Comprehensive destruction seemed to have been wreaked on my body.

I felt an almost irresistible desire to shut my eyes and reawaken in a sane world where this awful event had not happened. When I next consciously examined my predicament, nothing had changed. I appeared to be still alive. My body still seemed powerless and weak. I tried to struggle upright, but could not stir.

My head was close to the bed-side table. I remembered the mobile phone - I could phone Jo - not the anniversary greeting I'd intended, but contact with an English speaker who could share my predicament. I tried my voice, whispering "hello" to the empty room with a strange, weak, detached sound. It took a few seconds for the phone to come fully to life, for me to press "Home" and connect with the familiar UK ringing sound. It was only when Jo's sleepy voice answered that I realised the enormity of what I was doing to her. Norway was an hour ahead of UK time. She was still in bed. I imagined our bedroom with its coombed ceilings, early morning light and drawn curtains. "Jo!" I slurred, "Something awful has happened to my body. Can you contact Iain and ask him to come to the hotel."

Could I wait that long? I rang off. Perhaps I could call an ambulance. I just wanted some qualified person to tell me what was wrong. I keyed in 112. A Norwegian voice crackled at the other end. I croaked, "Doctor. I need a doctor. Room 103. Rica Hotel. Gardermoen."

A few moments later, I appeared to awaken from sleep - the hotel receptionist was standing beside me, seeming impossibly tall and far away.

She said, "The ambulance will soon be here."

So things were happening. Somewhere a system was springing into action. I lay back on the carpet, feeling weak, ill, tired and no longer in control. A great wave of regret engulfed me. I thought of our home in Glen Dye, of Jo, wakened so crudely. Though I wanted to tell her everything was okay, I was convinced that I was dying, that my face on a rough Norwegian hotel carpet would be my final living sensation. I was confronting death, and was not proud of the fear and regret I felt.

Two green-uniformed paramedics stood over me. They were asking questions, but I seemed able only to weep. It didn't seem to matter. They were gently sliding me on to a stretcher. Iain was in the room. Like the receptionist, he seemed pale, tall and far away. I wept again.

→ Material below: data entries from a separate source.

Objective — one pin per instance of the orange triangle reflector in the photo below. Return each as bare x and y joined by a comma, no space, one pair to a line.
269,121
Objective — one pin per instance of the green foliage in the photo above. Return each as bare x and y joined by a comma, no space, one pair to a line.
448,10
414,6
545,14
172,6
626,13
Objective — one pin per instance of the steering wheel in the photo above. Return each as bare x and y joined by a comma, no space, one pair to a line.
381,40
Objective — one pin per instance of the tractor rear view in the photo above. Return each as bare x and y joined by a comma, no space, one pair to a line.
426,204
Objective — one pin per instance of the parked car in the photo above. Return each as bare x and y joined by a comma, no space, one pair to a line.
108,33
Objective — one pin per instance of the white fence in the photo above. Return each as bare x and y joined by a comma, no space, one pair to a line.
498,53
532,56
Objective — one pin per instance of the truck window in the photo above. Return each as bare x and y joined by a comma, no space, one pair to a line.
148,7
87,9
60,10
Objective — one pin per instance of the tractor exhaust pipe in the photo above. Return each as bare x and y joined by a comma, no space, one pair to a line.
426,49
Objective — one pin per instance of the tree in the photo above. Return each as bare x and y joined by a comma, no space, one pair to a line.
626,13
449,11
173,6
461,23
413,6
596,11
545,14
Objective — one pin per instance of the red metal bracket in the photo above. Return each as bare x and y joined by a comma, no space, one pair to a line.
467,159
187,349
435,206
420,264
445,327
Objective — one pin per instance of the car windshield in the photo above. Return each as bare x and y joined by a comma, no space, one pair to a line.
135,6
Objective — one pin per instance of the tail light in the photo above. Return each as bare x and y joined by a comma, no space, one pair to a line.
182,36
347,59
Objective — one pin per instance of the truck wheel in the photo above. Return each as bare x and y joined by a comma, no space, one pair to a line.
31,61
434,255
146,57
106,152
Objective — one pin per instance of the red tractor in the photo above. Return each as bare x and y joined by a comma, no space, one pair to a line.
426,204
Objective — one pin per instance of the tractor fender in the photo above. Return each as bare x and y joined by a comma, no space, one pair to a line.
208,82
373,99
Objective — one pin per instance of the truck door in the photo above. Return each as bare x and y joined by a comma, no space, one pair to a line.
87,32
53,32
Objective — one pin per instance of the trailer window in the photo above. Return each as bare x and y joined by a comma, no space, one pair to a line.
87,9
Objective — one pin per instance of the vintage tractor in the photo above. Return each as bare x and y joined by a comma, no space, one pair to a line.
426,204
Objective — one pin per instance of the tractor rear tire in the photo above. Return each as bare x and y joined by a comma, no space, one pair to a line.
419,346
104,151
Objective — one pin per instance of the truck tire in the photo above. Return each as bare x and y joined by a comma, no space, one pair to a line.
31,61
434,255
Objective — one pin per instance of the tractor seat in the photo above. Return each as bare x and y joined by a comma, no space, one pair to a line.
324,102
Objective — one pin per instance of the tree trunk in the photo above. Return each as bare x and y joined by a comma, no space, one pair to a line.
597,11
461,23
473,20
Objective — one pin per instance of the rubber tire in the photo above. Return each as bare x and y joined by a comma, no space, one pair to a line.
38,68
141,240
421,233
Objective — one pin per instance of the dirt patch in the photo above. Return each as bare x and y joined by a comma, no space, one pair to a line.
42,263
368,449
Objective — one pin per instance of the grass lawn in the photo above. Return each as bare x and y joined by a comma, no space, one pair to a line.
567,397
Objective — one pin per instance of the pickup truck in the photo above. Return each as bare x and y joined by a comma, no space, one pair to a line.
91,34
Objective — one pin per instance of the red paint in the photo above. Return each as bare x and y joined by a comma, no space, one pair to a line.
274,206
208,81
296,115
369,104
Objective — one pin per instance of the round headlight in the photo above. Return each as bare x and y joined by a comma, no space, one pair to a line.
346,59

The paramedics slid me on to a trolley, and pushed me across the room. I am six feet tall and could not accept viewing the world from two feet and watching events from a prone position. The trolley was in the corridor, accompanied by an army of marching feet. We rolled and marched into the crowded dining area, adjacent to the main reception. I was aware of the curious gaze of family groups sitting at tables. Bright Nordic sunshine. A waiting ambulance. Iain and a paramedic scrambled in to the back beside me.

The motion of the ambulance made me nauseous and it was hard to concentrate on what the paramedic was saying. Something about blood oxygen. A mask was over my mouth and nose. The swaying ambulance and the fact that I was tied down into a lying position reminded me that, however much I might like to be viewing events from the outside, I was very much involved. "I know what this is," said the paramedic. But he either did not know the English word, or else felt it was such a dread disease that he should not mention it aloud. The word "stroke" hovered in my mind but I could not absorb this in any meaningful way.

Sadness, bereavement and horror engulfed me again. As the ambulance rolled bumpily into Oslo, I wept unrestrained heaving sobs that I could not bring under control.